La revista Cambio dice que la corrupción está creciendo o en expansión pero no aporta ningún dato al respecto. La cifra de cuatro billones (mencionada en la portada) es un refrito, uan reiteración de una aritmética simple, de una cuenta de servilleta que se repite cada cierto tiempo. Presento a continuación un análisis(ya actualizado) a un ejercicio idéntico realizado por Confecámaras hace cinco años.

Un número vale más que mil palabras. Especialmente si habla de sobornos, de malos manejos, de funcionarios corrompidos y empresarios corruptores. No importa que el número sea producto de una aritmética torpe. Al fin y al cabo, la gente sólo lee titulares.

Vale la pena analizar con cuidado la cifra revelada por Confecámaras esta semana, según la cual la corrupción cuesta cuatro billones de pesos. La cifra en cuestión es el resultado de la multiplicación de dos cantidades: el porcentaje del valor de los contratos públicos que según los empresarios entrevistados pagan sus competidores para asegurar la adjudicación (13%) y el monto anual de la contratación pública (30 billones). En resumidas cuentas: 13% × 30 billones = 4 billones. Así de simple.

Más allá de lo precario del ejercicio (que contrasta con la dinmensión de los titulares), las cantidades involucradas son discutibles. En el año 2000, el Banco Mundial realizó una encuesta empresarial sobre corrupción en 50 países, como un insumo para su reporte anual. Entre muchas preguntas, la encuesta incluyó la siguiente: ¿cuando una empresa de su sector hace negocios con el gobierno, qué porcentaje del valor de los contratos tiene que pagar para asegurar la adjudicación? Para el caso colombiano, el porcentaje promedio reportado no supera el 2%. Con base en el Presupuesto General de la Nación, y haciendo algunos supuestos menores, es posible estimar el monto anual de la contratación pública: basta con restar del valor del total de los presupuestos el servicio de deuda, los salarios, las pensiones y una parte de las transferencias. El valor así obtenido no supera, creo yo, los 15 billones de pesos. Una vez hechas las correcciones del caso, es posible replicar el sesudo ejercicio de Confecámaras; a saber: 2% × 15 billones = 300 mil millones, una cifra 13 veces menor a la reportada.

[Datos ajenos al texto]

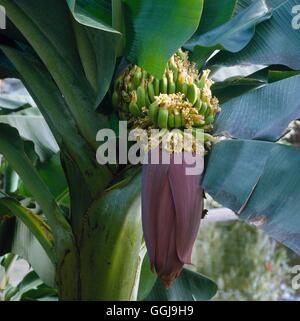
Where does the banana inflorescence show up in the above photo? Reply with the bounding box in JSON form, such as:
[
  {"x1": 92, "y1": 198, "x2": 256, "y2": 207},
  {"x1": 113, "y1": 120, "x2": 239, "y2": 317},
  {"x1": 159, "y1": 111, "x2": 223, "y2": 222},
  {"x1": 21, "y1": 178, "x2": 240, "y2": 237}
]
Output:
[{"x1": 112, "y1": 49, "x2": 220, "y2": 153}]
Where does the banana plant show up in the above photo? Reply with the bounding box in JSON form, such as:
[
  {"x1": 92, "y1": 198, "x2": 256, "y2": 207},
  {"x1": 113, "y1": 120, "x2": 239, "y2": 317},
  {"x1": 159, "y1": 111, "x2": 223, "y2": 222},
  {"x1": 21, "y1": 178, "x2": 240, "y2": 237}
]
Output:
[{"x1": 0, "y1": 0, "x2": 299, "y2": 301}]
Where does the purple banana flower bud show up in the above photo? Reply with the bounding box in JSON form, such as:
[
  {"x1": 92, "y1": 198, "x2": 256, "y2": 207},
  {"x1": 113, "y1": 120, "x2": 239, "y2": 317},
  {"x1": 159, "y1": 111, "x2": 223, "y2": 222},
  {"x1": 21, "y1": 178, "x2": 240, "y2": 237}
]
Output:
[{"x1": 142, "y1": 147, "x2": 204, "y2": 288}]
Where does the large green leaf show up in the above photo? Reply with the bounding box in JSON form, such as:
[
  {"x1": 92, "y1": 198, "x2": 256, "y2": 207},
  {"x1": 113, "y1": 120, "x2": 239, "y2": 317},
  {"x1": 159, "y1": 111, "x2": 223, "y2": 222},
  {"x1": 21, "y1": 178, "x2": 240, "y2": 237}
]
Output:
[
  {"x1": 0, "y1": 109, "x2": 59, "y2": 160},
  {"x1": 5, "y1": 270, "x2": 57, "y2": 301},
  {"x1": 0, "y1": 94, "x2": 35, "y2": 112},
  {"x1": 236, "y1": 0, "x2": 253, "y2": 12},
  {"x1": 212, "y1": 65, "x2": 300, "y2": 96},
  {"x1": 0, "y1": 46, "x2": 113, "y2": 195},
  {"x1": 11, "y1": 220, "x2": 55, "y2": 287},
  {"x1": 211, "y1": 64, "x2": 267, "y2": 82},
  {"x1": 195, "y1": 0, "x2": 237, "y2": 35},
  {"x1": 236, "y1": 0, "x2": 286, "y2": 12},
  {"x1": 0, "y1": 195, "x2": 55, "y2": 263},
  {"x1": 214, "y1": 75, "x2": 300, "y2": 141},
  {"x1": 20, "y1": 285, "x2": 58, "y2": 301},
  {"x1": 146, "y1": 268, "x2": 217, "y2": 301},
  {"x1": 0, "y1": 123, "x2": 74, "y2": 260},
  {"x1": 0, "y1": 14, "x2": 29, "y2": 77},
  {"x1": 210, "y1": 0, "x2": 300, "y2": 69},
  {"x1": 0, "y1": 47, "x2": 67, "y2": 147},
  {"x1": 4, "y1": 271, "x2": 43, "y2": 301},
  {"x1": 0, "y1": 0, "x2": 107, "y2": 148},
  {"x1": 203, "y1": 139, "x2": 300, "y2": 255},
  {"x1": 18, "y1": 153, "x2": 69, "y2": 209},
  {"x1": 67, "y1": 0, "x2": 120, "y2": 108},
  {"x1": 268, "y1": 70, "x2": 300, "y2": 83},
  {"x1": 123, "y1": 0, "x2": 204, "y2": 78},
  {"x1": 68, "y1": 0, "x2": 117, "y2": 33},
  {"x1": 0, "y1": 161, "x2": 57, "y2": 286},
  {"x1": 186, "y1": 0, "x2": 237, "y2": 66},
  {"x1": 2, "y1": 267, "x2": 57, "y2": 301},
  {"x1": 186, "y1": 0, "x2": 274, "y2": 66},
  {"x1": 0, "y1": 0, "x2": 82, "y2": 77},
  {"x1": 33, "y1": 155, "x2": 68, "y2": 204},
  {"x1": 212, "y1": 76, "x2": 266, "y2": 104},
  {"x1": 0, "y1": 13, "x2": 28, "y2": 44}
]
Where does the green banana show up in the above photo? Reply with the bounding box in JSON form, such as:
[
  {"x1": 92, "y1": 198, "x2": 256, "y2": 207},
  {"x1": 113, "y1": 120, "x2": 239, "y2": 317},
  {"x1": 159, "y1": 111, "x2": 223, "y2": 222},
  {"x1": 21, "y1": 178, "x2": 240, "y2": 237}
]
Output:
[
  {"x1": 158, "y1": 108, "x2": 169, "y2": 129},
  {"x1": 153, "y1": 78, "x2": 160, "y2": 96},
  {"x1": 181, "y1": 83, "x2": 188, "y2": 97},
  {"x1": 148, "y1": 102, "x2": 159, "y2": 125},
  {"x1": 168, "y1": 113, "x2": 175, "y2": 128},
  {"x1": 145, "y1": 92, "x2": 151, "y2": 108},
  {"x1": 133, "y1": 69, "x2": 142, "y2": 88},
  {"x1": 199, "y1": 102, "x2": 208, "y2": 115},
  {"x1": 160, "y1": 75, "x2": 168, "y2": 94},
  {"x1": 127, "y1": 82, "x2": 135, "y2": 92},
  {"x1": 176, "y1": 73, "x2": 184, "y2": 90},
  {"x1": 168, "y1": 81, "x2": 176, "y2": 94},
  {"x1": 197, "y1": 78, "x2": 205, "y2": 90},
  {"x1": 136, "y1": 85, "x2": 146, "y2": 109},
  {"x1": 129, "y1": 100, "x2": 141, "y2": 117},
  {"x1": 205, "y1": 105, "x2": 212, "y2": 118},
  {"x1": 168, "y1": 56, "x2": 176, "y2": 69},
  {"x1": 174, "y1": 111, "x2": 182, "y2": 128},
  {"x1": 167, "y1": 71, "x2": 176, "y2": 94},
  {"x1": 171, "y1": 65, "x2": 179, "y2": 82},
  {"x1": 194, "y1": 98, "x2": 203, "y2": 112},
  {"x1": 169, "y1": 60, "x2": 179, "y2": 82},
  {"x1": 147, "y1": 82, "x2": 155, "y2": 102},
  {"x1": 205, "y1": 115, "x2": 215, "y2": 125},
  {"x1": 176, "y1": 81, "x2": 182, "y2": 95},
  {"x1": 187, "y1": 83, "x2": 199, "y2": 105},
  {"x1": 112, "y1": 51, "x2": 219, "y2": 140},
  {"x1": 181, "y1": 114, "x2": 186, "y2": 128}
]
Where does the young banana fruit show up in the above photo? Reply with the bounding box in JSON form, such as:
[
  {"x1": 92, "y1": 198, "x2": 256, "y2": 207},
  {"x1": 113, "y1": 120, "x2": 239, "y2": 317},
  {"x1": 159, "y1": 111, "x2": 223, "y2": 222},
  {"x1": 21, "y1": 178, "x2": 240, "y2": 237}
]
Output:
[{"x1": 112, "y1": 49, "x2": 220, "y2": 130}]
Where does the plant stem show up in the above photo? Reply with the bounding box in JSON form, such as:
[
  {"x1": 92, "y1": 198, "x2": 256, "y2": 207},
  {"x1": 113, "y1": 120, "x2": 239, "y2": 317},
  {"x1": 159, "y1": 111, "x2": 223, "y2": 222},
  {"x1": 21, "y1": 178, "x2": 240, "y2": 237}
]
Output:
[{"x1": 79, "y1": 174, "x2": 143, "y2": 300}]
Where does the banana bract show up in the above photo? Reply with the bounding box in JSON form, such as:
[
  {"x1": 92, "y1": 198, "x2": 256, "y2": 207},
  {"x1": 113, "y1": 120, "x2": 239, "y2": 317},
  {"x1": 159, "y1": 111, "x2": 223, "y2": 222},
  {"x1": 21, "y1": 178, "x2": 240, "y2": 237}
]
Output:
[
  {"x1": 112, "y1": 49, "x2": 220, "y2": 134},
  {"x1": 142, "y1": 148, "x2": 204, "y2": 288}
]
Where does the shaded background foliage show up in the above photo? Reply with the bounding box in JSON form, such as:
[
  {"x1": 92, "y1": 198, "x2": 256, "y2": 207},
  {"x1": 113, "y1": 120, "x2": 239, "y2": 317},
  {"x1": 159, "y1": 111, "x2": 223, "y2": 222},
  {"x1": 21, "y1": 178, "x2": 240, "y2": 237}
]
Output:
[{"x1": 194, "y1": 220, "x2": 295, "y2": 301}]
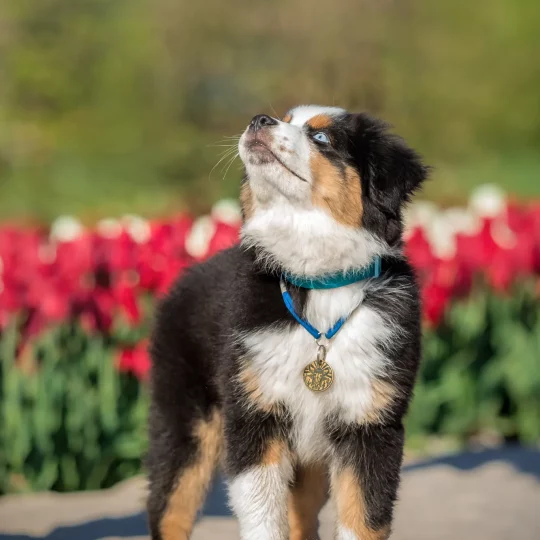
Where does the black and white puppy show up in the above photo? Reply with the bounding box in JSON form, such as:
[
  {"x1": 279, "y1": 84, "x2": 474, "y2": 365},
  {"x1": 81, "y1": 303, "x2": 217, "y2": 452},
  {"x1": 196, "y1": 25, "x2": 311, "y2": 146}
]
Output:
[{"x1": 147, "y1": 105, "x2": 428, "y2": 540}]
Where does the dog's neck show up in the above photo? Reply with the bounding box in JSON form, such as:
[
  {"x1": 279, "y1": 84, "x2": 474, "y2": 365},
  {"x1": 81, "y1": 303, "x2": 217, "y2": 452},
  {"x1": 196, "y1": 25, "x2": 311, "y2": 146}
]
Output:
[{"x1": 241, "y1": 200, "x2": 397, "y2": 278}]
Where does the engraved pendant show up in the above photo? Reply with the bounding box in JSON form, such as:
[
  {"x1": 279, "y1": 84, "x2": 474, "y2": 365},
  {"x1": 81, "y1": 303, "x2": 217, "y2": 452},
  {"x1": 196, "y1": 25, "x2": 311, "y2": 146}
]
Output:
[{"x1": 303, "y1": 345, "x2": 334, "y2": 392}]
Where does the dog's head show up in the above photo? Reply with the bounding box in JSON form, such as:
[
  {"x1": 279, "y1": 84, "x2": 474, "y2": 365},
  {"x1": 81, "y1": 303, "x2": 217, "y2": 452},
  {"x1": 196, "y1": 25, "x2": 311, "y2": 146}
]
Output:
[{"x1": 238, "y1": 105, "x2": 428, "y2": 276}]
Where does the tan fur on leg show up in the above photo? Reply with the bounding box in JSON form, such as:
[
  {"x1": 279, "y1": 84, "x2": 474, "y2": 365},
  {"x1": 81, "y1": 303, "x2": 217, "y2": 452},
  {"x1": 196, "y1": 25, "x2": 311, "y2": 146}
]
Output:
[
  {"x1": 332, "y1": 467, "x2": 390, "y2": 540},
  {"x1": 160, "y1": 409, "x2": 223, "y2": 540}
]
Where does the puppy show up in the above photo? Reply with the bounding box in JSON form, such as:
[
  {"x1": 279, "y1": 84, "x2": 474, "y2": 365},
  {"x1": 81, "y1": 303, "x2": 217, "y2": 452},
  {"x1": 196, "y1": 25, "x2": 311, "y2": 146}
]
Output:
[{"x1": 147, "y1": 105, "x2": 428, "y2": 540}]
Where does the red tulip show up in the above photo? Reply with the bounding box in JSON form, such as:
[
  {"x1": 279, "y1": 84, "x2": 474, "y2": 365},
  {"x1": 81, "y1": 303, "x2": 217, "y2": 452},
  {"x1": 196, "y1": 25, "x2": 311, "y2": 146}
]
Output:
[
  {"x1": 0, "y1": 197, "x2": 539, "y2": 348},
  {"x1": 207, "y1": 221, "x2": 240, "y2": 254},
  {"x1": 422, "y1": 281, "x2": 451, "y2": 326},
  {"x1": 117, "y1": 341, "x2": 151, "y2": 380},
  {"x1": 115, "y1": 279, "x2": 141, "y2": 325}
]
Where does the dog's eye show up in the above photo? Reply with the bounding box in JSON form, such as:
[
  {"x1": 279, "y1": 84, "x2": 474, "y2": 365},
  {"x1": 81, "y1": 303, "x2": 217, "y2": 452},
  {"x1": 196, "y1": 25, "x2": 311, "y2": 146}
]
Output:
[{"x1": 312, "y1": 132, "x2": 330, "y2": 144}]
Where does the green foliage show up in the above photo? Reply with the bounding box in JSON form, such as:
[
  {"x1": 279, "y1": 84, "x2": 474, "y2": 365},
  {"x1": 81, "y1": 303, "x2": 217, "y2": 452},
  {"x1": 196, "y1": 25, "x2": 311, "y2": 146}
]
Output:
[
  {"x1": 0, "y1": 323, "x2": 148, "y2": 494},
  {"x1": 1, "y1": 0, "x2": 540, "y2": 220},
  {"x1": 406, "y1": 283, "x2": 540, "y2": 446},
  {"x1": 1, "y1": 284, "x2": 539, "y2": 494}
]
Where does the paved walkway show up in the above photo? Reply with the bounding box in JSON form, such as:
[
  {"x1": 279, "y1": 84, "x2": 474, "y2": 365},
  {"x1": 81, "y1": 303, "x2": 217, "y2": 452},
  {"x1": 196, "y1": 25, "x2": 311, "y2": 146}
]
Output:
[{"x1": 1, "y1": 447, "x2": 539, "y2": 540}]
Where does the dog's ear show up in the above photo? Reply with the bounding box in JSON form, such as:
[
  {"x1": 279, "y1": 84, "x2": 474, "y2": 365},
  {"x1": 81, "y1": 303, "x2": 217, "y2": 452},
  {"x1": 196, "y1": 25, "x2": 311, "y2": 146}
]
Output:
[
  {"x1": 350, "y1": 113, "x2": 428, "y2": 209},
  {"x1": 349, "y1": 113, "x2": 429, "y2": 244}
]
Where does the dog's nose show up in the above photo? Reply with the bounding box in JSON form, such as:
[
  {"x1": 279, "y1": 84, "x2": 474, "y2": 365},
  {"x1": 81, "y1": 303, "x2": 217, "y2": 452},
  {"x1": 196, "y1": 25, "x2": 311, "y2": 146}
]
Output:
[{"x1": 249, "y1": 114, "x2": 278, "y2": 131}]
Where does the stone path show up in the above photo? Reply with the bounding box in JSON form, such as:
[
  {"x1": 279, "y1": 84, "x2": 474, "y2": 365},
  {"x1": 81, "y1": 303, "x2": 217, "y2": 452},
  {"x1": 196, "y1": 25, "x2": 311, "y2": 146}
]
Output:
[{"x1": 1, "y1": 447, "x2": 539, "y2": 540}]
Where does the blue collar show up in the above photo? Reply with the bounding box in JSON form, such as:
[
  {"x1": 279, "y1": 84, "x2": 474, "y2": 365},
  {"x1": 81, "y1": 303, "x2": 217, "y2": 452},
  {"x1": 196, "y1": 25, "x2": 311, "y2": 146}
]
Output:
[
  {"x1": 282, "y1": 256, "x2": 382, "y2": 290},
  {"x1": 280, "y1": 279, "x2": 344, "y2": 339}
]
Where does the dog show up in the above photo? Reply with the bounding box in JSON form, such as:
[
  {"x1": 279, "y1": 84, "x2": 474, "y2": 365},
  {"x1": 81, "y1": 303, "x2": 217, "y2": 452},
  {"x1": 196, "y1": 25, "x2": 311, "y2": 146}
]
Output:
[{"x1": 146, "y1": 105, "x2": 428, "y2": 540}]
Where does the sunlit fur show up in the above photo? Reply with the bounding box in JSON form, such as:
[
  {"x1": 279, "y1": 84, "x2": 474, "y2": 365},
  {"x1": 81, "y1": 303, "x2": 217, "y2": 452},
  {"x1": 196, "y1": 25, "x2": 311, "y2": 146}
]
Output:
[{"x1": 147, "y1": 105, "x2": 428, "y2": 540}]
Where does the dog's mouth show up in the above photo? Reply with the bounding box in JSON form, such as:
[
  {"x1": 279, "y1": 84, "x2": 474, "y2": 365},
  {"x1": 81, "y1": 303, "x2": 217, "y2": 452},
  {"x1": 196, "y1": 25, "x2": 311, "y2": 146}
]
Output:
[
  {"x1": 245, "y1": 139, "x2": 273, "y2": 155},
  {"x1": 244, "y1": 139, "x2": 308, "y2": 183}
]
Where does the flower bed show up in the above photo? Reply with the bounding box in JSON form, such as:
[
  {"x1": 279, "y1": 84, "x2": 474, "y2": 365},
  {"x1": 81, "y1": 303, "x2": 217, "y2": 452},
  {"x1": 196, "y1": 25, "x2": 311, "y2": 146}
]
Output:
[{"x1": 1, "y1": 186, "x2": 539, "y2": 493}]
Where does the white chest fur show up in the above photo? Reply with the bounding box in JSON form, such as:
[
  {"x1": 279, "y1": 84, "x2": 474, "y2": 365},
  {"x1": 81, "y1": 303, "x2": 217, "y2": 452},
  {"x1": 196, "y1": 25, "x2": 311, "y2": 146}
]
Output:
[{"x1": 241, "y1": 282, "x2": 393, "y2": 462}]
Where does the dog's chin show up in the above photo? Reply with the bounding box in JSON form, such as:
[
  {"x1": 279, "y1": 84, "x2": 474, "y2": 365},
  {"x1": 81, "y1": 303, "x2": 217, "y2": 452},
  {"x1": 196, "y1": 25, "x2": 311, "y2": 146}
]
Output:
[
  {"x1": 249, "y1": 170, "x2": 306, "y2": 205},
  {"x1": 243, "y1": 144, "x2": 276, "y2": 166}
]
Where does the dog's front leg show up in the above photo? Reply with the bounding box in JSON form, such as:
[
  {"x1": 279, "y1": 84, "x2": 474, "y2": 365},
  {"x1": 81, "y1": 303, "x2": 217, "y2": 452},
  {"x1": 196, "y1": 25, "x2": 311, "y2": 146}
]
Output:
[
  {"x1": 329, "y1": 423, "x2": 404, "y2": 540},
  {"x1": 225, "y1": 405, "x2": 293, "y2": 540}
]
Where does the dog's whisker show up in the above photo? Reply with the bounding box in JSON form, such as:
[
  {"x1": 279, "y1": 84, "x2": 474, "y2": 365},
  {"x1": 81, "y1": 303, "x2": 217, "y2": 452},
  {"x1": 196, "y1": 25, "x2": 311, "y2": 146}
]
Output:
[
  {"x1": 208, "y1": 135, "x2": 242, "y2": 148},
  {"x1": 222, "y1": 152, "x2": 240, "y2": 180},
  {"x1": 208, "y1": 142, "x2": 240, "y2": 147},
  {"x1": 216, "y1": 147, "x2": 238, "y2": 161},
  {"x1": 209, "y1": 148, "x2": 239, "y2": 179},
  {"x1": 268, "y1": 103, "x2": 279, "y2": 119}
]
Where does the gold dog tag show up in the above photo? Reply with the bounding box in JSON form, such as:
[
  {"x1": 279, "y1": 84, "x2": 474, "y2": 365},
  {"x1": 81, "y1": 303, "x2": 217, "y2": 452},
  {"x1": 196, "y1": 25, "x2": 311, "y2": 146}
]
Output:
[{"x1": 303, "y1": 345, "x2": 334, "y2": 392}]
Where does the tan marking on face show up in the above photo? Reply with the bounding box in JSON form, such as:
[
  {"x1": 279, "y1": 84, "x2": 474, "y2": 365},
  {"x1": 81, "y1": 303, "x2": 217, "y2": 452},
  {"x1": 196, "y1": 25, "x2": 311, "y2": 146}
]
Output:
[
  {"x1": 262, "y1": 439, "x2": 289, "y2": 465},
  {"x1": 306, "y1": 114, "x2": 333, "y2": 130},
  {"x1": 160, "y1": 409, "x2": 223, "y2": 540},
  {"x1": 240, "y1": 182, "x2": 255, "y2": 221},
  {"x1": 289, "y1": 463, "x2": 329, "y2": 540},
  {"x1": 362, "y1": 379, "x2": 398, "y2": 424},
  {"x1": 282, "y1": 114, "x2": 292, "y2": 123},
  {"x1": 311, "y1": 157, "x2": 363, "y2": 227},
  {"x1": 333, "y1": 468, "x2": 391, "y2": 540}
]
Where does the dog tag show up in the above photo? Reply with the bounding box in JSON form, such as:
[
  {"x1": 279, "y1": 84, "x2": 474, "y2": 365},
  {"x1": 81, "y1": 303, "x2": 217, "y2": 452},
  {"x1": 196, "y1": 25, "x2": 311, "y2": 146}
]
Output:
[{"x1": 303, "y1": 345, "x2": 334, "y2": 392}]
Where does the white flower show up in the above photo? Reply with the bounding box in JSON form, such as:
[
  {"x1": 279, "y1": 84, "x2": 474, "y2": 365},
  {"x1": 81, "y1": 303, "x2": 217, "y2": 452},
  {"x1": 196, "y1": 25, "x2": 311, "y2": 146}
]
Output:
[
  {"x1": 121, "y1": 214, "x2": 151, "y2": 244},
  {"x1": 97, "y1": 218, "x2": 122, "y2": 239},
  {"x1": 403, "y1": 200, "x2": 439, "y2": 233},
  {"x1": 50, "y1": 216, "x2": 84, "y2": 243},
  {"x1": 491, "y1": 219, "x2": 516, "y2": 249},
  {"x1": 425, "y1": 213, "x2": 457, "y2": 260},
  {"x1": 211, "y1": 198, "x2": 242, "y2": 225},
  {"x1": 469, "y1": 184, "x2": 507, "y2": 218},
  {"x1": 423, "y1": 207, "x2": 483, "y2": 259},
  {"x1": 185, "y1": 216, "x2": 216, "y2": 258},
  {"x1": 443, "y1": 207, "x2": 482, "y2": 236}
]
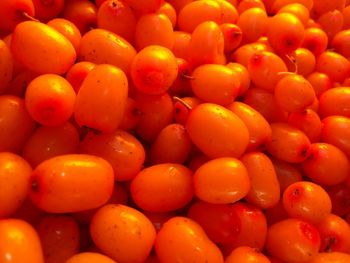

La diferencia sugiere la enorme incertidumbre (y la dificultad) de estimar la corrupción contractual. El tema no es simplemente académico. Si los empresarios creen que la contratación pública es una feria de mordidas, no querrán pagar impuestos. No se trata de llevar la corrupción a sus justas proporciones,, sino de llevar su estimación a una correcta medida. Y ello es mucho más complicado que la aritmética torpe que propuso Confecámaras. Y que ahora repite, sin ningún cambio, la revista Cambio.